Madonnas & Miracles: The Holy Home in Renaissance Italy

Edited by Maya Corry, Deborah Howard and Mary Laven

London, Philip Wilson publishers: 2017

Published in association with the Fitzwilliam Museum

Paperback, 288pp, 250 colour illustrations

ISBN: 978 178130 053 4

Price: £25.00 / $40.00

Madonnas and Miracles exposes a hidden world of religious devotion in the Italian Renaissance home. Challenging the idea of the Renaissance as an age of increasing worldliness, it shows how religion remained a powerful force that coloured every aspect of daily life.

Across the length and breadth of Italy, houses were filled with decorative objects and works of art with spiritual significance, designed to aid members of the family in their devotional lives. A wide range of religious activities, from routine prayers to extraordinary experiences such as miracles and exorcisms, took place within the home, where they were adapted to key moments in the life-cycle, including birth, marriage, sickness and death.

This lavishly illustrated publication explores a variety of devotional objects and images, from luxury items to everyday household goods.

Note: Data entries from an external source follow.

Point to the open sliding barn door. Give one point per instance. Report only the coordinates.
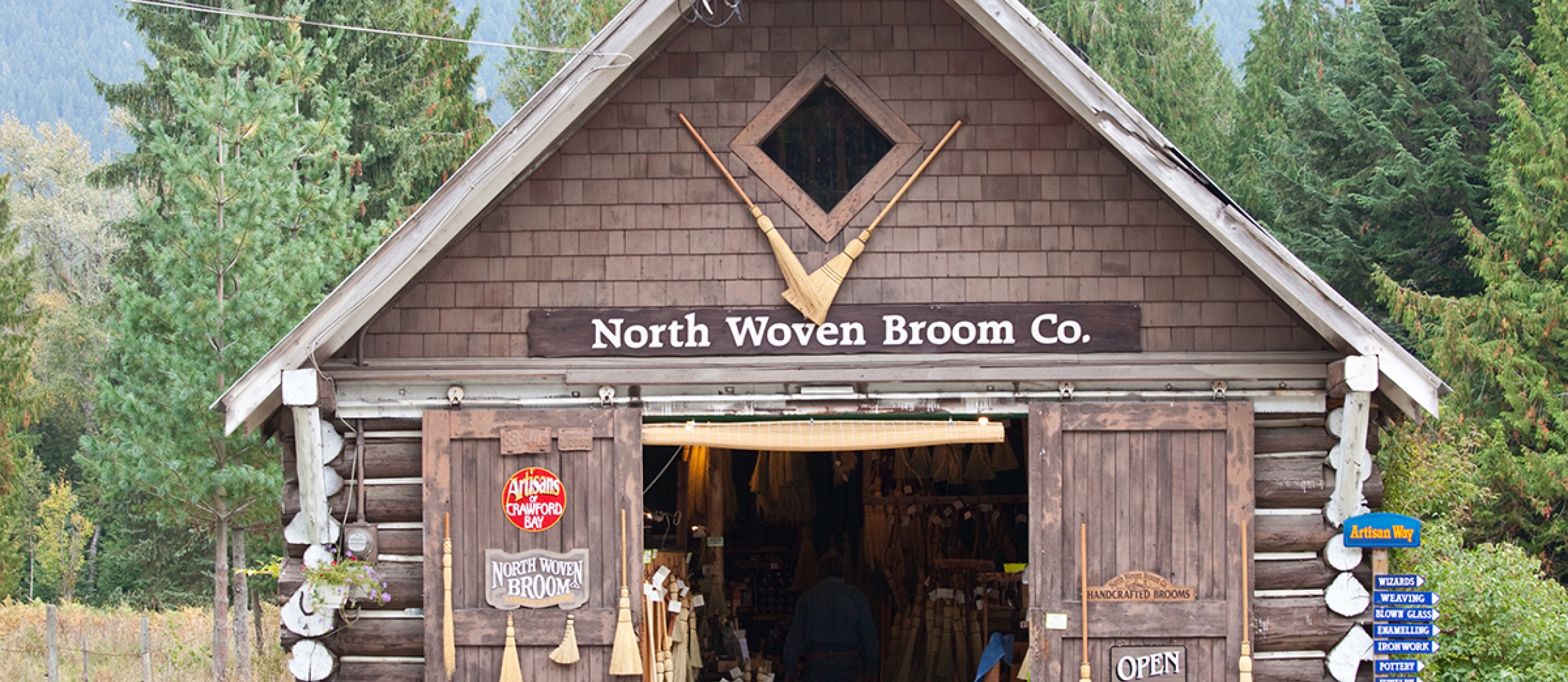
(1162, 489)
(471, 461)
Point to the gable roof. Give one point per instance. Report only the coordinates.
(613, 57)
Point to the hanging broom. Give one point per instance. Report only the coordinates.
(979, 464)
(566, 654)
(625, 658)
(449, 645)
(1246, 664)
(813, 294)
(510, 667)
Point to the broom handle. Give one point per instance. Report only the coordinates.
(717, 164)
(1084, 582)
(1247, 623)
(918, 171)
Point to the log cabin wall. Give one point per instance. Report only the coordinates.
(1026, 205)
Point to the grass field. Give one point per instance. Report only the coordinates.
(181, 645)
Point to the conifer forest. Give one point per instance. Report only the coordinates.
(1412, 152)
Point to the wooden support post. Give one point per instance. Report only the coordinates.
(146, 653)
(1355, 378)
(52, 642)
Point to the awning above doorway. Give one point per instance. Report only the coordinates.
(822, 435)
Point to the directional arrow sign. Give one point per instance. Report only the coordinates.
(1404, 631)
(1404, 646)
(1397, 665)
(1397, 582)
(1404, 599)
(1388, 614)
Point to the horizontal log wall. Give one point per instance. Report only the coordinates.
(1291, 474)
(381, 645)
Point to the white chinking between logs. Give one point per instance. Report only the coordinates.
(317, 444)
(1355, 378)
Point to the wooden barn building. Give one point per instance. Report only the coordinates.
(1065, 369)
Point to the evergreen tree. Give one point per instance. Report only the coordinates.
(255, 223)
(1168, 68)
(1369, 131)
(1504, 348)
(566, 24)
(18, 472)
(411, 117)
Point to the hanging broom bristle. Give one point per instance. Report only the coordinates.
(566, 654)
(625, 654)
(510, 665)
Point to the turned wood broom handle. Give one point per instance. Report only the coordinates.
(717, 162)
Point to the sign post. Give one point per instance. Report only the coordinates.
(1402, 615)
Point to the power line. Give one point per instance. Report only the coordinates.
(384, 32)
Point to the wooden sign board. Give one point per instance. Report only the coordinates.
(1140, 587)
(535, 579)
(1164, 664)
(850, 330)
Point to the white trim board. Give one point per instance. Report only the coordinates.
(560, 107)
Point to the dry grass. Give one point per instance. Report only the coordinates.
(181, 645)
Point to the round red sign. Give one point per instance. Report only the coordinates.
(534, 499)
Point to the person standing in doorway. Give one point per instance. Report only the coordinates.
(833, 637)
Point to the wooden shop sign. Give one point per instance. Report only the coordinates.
(537, 579)
(1140, 587)
(1167, 664)
(534, 499)
(849, 330)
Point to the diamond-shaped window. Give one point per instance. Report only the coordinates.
(827, 145)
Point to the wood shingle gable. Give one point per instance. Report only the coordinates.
(1056, 190)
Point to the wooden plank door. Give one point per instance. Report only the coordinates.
(1162, 488)
(465, 477)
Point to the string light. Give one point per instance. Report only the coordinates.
(346, 27)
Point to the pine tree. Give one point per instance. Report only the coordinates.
(1504, 348)
(1384, 124)
(255, 223)
(1168, 68)
(16, 466)
(565, 24)
(411, 117)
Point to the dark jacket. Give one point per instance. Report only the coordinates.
(830, 618)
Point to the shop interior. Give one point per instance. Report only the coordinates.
(933, 536)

Bringing together jewellery and ceramics, manuscripts and printed books, sculpture and paintings, the book offers a vivid encounter with Renaissance spirituality and domesticity. The result is a new vision of a period in which the material world was charged with sacred power

Maya Corry was postdoctoral researcher in the History of Art at the University of Cambridge and is now a Stipendiary Lecturer in Early Modern History at the University of Oxford. She has published on beauty in religious art, angels, and Renaissance religiosity. Her monograph on male beauty, sexuality, art and spirituality in Milan is forthcoming with OUP.

Deborah Howard is Professor Emerita of Architectural History, Director of Research in the Faculty of Architecture and History of Art, and a Fellow of St John’s College, Cambridge. She has published widely on the art and architecture of Venice and the Veneto; the relationship between architecture and music; and cultural exchange in the eastern Mediterranean.

Mary Laven is Reader in Early Modern History at the University of Cambridge and a Fellow of Jesus College. She has published on many different aspects of Renaissance religion and co-curated the exhibition Treasured Possessions from the Renaissance to the Enlightenment.